In most cases, cell transformation occurs through virus replication in mechanoreceptors4 and other cell types.5 However, the specifics of MCPyV host cell tropism(s) remain unclear, and it may be that the mechanism is mediated by oncogenes. One known trigger is UVA light although other trigger mechanisms have been identified in experimental trials,3 including, as in this case, trauma injury. That said, only one other clinical similar case has been described in the literature, in a patient who received a blow to an area affected by Bowen's disease.6

In general MCCs produced by MCPyV have a better prognosis1 when detected and diagnosed early, mortality being 30% at 2 years in such circumstances compared to 50% in patients diagnosed at advanced stages, where life expectancy can be as little as 9 months following diagnosis.7

There is no consensus in terms of treatment for MCC, although surgery is recommended at diagnosis, which may be complemented with radiotherapy and/or chemotherapy.

With this patient, two excisions were carried out as the first showed the tumour edges were affected. The second was thus made employing a safety margin of 1–2cm.8 Since no metastasis was found, radiotherapy or any other therapy was delayed.
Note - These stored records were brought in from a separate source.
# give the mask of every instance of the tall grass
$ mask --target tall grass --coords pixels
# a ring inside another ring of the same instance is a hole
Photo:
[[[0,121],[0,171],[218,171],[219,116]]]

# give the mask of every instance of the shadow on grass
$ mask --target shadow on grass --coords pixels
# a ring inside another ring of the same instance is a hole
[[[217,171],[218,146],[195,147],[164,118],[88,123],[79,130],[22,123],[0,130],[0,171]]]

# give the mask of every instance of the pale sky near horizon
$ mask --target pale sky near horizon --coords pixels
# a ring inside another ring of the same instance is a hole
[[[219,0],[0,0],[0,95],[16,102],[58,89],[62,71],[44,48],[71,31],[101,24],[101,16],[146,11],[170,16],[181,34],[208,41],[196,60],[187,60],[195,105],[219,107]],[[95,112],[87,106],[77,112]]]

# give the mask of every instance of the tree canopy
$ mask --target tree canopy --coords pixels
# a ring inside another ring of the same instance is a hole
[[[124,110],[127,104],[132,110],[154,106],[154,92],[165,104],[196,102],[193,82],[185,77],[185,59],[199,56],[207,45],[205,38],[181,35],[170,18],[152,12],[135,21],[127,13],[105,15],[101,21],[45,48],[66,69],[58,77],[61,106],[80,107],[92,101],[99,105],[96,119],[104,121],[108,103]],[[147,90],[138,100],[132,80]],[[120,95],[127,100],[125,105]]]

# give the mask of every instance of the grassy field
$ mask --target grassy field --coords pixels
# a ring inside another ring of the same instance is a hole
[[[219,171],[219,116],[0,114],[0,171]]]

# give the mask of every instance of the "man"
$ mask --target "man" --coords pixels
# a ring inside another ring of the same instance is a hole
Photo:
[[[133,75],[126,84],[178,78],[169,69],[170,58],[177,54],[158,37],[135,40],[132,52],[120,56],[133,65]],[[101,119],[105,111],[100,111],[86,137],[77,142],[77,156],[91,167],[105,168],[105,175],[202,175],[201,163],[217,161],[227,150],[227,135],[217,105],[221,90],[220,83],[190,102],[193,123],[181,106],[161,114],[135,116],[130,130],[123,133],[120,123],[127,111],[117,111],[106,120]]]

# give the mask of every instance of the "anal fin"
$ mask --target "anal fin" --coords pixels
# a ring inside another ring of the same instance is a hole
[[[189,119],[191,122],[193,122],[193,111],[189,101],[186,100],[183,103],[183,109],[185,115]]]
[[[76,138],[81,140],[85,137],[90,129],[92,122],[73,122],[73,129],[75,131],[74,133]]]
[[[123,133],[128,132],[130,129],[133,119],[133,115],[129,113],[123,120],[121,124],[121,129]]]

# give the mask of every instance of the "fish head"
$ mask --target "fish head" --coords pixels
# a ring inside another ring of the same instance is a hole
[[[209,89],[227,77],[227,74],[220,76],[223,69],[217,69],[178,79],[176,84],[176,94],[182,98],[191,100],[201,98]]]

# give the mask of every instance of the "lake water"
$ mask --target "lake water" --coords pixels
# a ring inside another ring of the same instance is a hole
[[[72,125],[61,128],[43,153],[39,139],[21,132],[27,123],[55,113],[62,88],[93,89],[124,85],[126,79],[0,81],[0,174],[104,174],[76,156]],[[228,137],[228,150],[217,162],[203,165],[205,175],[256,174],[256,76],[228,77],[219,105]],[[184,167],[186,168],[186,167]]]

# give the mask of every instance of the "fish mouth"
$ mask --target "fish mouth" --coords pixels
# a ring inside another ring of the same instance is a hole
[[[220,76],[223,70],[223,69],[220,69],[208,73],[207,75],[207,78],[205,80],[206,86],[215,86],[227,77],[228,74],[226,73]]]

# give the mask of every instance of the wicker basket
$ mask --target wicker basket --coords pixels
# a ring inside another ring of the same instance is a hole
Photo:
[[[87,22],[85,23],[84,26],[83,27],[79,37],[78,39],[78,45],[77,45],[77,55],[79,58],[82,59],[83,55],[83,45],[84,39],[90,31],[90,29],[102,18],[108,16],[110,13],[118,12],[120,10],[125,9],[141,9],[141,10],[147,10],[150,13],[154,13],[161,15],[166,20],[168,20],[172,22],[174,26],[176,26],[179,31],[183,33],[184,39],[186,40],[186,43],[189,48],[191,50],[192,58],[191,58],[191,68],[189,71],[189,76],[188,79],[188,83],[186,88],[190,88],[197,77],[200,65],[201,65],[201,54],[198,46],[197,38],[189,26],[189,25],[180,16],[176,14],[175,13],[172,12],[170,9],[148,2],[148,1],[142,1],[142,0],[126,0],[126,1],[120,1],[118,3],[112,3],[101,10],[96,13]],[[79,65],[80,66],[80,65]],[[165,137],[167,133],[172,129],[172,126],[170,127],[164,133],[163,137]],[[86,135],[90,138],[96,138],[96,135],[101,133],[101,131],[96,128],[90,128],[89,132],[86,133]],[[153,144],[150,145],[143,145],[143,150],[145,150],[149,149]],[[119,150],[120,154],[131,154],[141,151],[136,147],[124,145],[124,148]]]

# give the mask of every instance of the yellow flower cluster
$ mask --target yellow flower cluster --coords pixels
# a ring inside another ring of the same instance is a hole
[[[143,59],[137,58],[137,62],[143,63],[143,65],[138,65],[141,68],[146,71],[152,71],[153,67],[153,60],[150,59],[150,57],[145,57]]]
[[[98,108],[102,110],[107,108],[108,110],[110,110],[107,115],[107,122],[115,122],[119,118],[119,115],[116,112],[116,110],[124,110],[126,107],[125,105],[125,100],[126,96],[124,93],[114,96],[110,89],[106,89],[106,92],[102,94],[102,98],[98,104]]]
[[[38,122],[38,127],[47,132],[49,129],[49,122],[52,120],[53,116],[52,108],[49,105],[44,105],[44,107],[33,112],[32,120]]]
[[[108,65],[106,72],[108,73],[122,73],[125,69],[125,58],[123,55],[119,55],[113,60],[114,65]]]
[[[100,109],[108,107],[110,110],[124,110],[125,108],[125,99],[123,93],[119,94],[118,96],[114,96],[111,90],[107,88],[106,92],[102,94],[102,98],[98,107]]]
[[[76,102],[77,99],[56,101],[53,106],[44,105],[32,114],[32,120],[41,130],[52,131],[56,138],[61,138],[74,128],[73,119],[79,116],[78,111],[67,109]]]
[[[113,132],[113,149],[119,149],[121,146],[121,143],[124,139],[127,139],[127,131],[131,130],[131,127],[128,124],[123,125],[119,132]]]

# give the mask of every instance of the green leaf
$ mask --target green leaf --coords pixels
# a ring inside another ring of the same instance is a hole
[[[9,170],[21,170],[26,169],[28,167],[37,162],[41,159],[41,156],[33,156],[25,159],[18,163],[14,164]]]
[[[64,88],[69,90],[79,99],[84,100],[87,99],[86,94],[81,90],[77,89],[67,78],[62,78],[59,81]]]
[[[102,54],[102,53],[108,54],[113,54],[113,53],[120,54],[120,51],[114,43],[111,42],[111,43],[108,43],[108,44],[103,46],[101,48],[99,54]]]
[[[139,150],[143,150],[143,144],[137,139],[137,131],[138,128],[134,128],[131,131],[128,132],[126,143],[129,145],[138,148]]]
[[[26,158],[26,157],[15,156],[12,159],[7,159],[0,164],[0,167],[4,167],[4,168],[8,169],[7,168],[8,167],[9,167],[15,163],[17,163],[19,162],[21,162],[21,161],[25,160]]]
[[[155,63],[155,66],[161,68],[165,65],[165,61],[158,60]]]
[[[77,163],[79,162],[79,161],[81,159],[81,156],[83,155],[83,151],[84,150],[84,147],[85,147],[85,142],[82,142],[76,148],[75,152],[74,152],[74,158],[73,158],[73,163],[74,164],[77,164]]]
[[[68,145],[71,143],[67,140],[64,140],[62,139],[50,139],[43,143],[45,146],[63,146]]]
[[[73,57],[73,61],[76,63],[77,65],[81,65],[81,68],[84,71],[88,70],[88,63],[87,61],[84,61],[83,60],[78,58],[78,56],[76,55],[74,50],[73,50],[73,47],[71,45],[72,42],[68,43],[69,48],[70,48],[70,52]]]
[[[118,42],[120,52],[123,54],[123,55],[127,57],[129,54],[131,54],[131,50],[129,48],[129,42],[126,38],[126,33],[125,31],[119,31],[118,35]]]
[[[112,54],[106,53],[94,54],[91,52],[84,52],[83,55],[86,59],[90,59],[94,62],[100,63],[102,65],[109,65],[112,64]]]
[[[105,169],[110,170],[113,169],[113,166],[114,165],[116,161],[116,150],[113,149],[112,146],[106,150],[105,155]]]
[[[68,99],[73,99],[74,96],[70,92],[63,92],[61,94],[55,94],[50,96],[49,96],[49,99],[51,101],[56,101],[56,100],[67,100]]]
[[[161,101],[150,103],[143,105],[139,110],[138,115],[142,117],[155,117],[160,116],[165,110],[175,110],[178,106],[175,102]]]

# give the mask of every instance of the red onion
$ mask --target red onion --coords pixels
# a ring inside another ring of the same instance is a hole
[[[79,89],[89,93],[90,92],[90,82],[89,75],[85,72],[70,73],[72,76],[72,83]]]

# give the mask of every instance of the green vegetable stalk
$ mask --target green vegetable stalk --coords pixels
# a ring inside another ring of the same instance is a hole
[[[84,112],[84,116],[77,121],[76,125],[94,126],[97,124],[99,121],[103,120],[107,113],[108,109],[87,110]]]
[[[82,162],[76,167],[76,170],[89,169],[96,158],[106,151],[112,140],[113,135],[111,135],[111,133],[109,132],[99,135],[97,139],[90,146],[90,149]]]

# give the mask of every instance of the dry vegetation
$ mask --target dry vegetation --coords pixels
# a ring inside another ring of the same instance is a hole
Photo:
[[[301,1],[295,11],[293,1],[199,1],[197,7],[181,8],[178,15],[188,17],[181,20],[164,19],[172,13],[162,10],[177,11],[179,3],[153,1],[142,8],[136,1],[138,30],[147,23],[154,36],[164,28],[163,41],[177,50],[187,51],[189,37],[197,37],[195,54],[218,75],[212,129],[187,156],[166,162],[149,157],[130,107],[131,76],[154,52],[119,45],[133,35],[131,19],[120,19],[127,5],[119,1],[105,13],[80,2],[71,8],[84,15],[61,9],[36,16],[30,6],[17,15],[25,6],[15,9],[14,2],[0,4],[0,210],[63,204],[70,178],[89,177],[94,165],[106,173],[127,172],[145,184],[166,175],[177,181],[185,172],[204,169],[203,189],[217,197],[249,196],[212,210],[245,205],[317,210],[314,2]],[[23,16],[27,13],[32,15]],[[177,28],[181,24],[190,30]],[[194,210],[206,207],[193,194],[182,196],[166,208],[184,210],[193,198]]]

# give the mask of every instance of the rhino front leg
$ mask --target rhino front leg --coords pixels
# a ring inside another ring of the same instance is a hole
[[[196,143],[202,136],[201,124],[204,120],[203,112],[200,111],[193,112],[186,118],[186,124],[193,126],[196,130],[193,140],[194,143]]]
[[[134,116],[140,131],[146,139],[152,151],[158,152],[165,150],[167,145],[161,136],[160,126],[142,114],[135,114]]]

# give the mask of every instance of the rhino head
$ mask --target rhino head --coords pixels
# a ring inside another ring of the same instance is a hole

The high viral load found suggests very active viral reproduction, and could imply rapid clinical progression (as is usual with this type of tumour). It also indicates the lesion was at an early stage, as does the absence of any metastasis in the axillary ganglion, which is observed in 70% of patients at diagnosis, and thus surgery was considered sufficient treatment to eradicate the tumour.

In conclusion, in undifferentiated skin lesions, when other common pathologies can be discounted and the patient has experienced a trauma, MCC should be considered and MCPyV tested for early.